Firemen helped 17,000 animals over the period…
In total more than 2,400 cats, 2,180 dogs and 1,700 horses have had to be rescued by firemen. Crews saved 2,090 birds, including 1,244 seagulls, 159 pigeons, 57 swans and 12 parrots.
Twenty-six foxes, 19 squirrels, seven ferrets, seven badgers, ten hamsters, 15 snakes, 11 fish and seven dolphins were also rescued.
The Taxpayers’ Alliance questioned the used of resources, but the Chief Fire Officers Association (CFOA) insisted distressed animals could pose a danger… Distressed people trying to rescue those critters pose a danger to themselves and others.
Anton Phillips, animal rescue specialist at Hampshire Fire and Rescue Service, said: “If we don’t rescue that animal somebody else will or will try to. I’ve seen people have their arms trapped in drains trying to rescue ducklings and we’ve actually had to dig the road up to get the person out.”
Some rescues were complex, especially those involving large animals, such as horses, stuck in ditches.

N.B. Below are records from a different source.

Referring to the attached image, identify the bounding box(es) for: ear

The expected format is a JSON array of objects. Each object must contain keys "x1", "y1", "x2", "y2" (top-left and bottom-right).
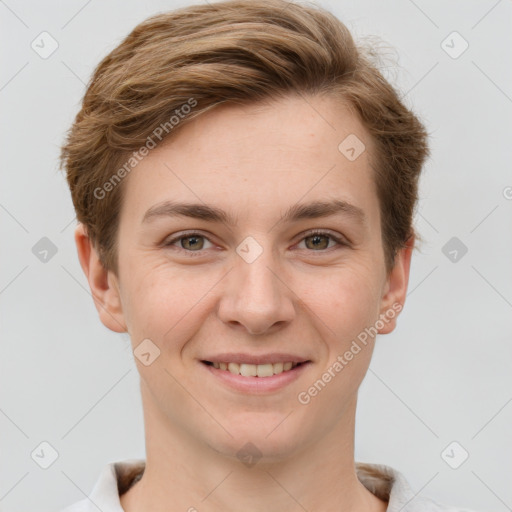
[
  {"x1": 74, "y1": 223, "x2": 127, "y2": 333},
  {"x1": 377, "y1": 235, "x2": 414, "y2": 335}
]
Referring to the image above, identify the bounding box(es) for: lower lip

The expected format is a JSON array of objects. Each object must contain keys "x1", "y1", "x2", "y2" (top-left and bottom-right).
[{"x1": 201, "y1": 361, "x2": 312, "y2": 394}]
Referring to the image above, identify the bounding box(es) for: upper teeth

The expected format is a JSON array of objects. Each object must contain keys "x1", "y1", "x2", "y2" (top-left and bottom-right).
[{"x1": 211, "y1": 361, "x2": 298, "y2": 377}]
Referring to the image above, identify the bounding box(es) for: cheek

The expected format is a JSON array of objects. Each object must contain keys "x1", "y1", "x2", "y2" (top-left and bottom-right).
[
  {"x1": 122, "y1": 261, "x2": 214, "y2": 349},
  {"x1": 297, "y1": 272, "x2": 379, "y2": 417},
  {"x1": 304, "y1": 265, "x2": 382, "y2": 341}
]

Others were more trivial; Mid and West Wales Fire and Rescue Service removed a snail stuck halfway up a wall after being called out by a distressed elderly lady.
Jim Green, an animal rescue specialist, told the BBC: “The cost attributed to sending a couple of blokes down the road to help the lady and to reassure her, that was merited, and the actual problem, the snail, might seem ridiculous but it was that lady they were going to help.”
You got it, Jim. Actually, when I was a kid, I remember my father going next door with a stepladder to rescue a pair of snails on the ceiling that escaped from Mrs. Trecartin’s terrarium. She probably would have called the fire department next – if he wasn’t at hand.